Property business pre-nups can stop family feudsMake Text Bigger
Money and blood often don’t mix – which is why so many families go to war over their ‘fair share’ of cash.
With so many wealthy business people and celebrities drawing up marriage pre-nups, perhaps the time has come for property business partners to consider the same deal.
Most property partnerships start on good terms and work towards a common goal of generating profits and cash – but some turn sour and the partners regret they have no exit strategy.
A loose, verbal agreement really does not go far enough for a property business that can soon chalk up an asset base of £1 million or more.
Many business partners may happily work together without disagreement for years, but if they do not plan for the death of a partner, divorce or other unforeseen circumstances like serious illness, then dividing the spoils can trigger serious arguments.
Misunderstanding and distrust in a property business can soon arise because two or more partners think they have an agreement, but their interpretations of the actual terms and conditions are often very different.
A good business pre-nup will go along way to avoiding family feuds.

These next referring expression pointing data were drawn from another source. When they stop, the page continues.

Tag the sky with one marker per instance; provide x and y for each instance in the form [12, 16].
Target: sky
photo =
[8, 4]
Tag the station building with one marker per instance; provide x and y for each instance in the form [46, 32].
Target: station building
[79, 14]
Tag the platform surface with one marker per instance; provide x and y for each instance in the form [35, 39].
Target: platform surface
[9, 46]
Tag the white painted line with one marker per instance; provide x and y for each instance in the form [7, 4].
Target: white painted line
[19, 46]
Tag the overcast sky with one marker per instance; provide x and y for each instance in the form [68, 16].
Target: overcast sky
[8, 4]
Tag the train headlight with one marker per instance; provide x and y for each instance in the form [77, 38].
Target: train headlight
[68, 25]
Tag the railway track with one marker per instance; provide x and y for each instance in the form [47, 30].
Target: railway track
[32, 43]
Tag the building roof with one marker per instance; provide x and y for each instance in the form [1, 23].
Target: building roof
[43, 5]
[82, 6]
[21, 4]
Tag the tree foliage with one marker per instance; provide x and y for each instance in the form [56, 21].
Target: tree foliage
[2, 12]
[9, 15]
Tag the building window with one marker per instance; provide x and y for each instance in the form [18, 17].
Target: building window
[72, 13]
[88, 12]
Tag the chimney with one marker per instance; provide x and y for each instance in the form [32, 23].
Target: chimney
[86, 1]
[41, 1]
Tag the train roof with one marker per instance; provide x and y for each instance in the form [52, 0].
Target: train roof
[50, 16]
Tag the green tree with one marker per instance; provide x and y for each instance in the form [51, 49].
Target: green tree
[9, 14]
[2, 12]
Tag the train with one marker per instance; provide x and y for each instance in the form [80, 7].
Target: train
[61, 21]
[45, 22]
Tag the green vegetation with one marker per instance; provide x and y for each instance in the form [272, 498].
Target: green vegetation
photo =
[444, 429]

Some of the points to consider when drawing up an agreement
- Voting on key issues
- Who is responsible for keeping records, licences and insurances up to date
- How much each partner should contribute to costs
- What happens if the property partnership breaks up
- What happens on the death of a partner
- Giving a buy-out option to the other partner(s) if someone decides to leave the business
It’s important to remember that jointly owning property does not mean the business is a partnership in the same way as lawyers work in a practise, so the arrangement is more of a joint venture than a formal enterprise governed by the Partnership Act.
If in doubt about how to write a property business pre-nup, consider calling in a lawyer.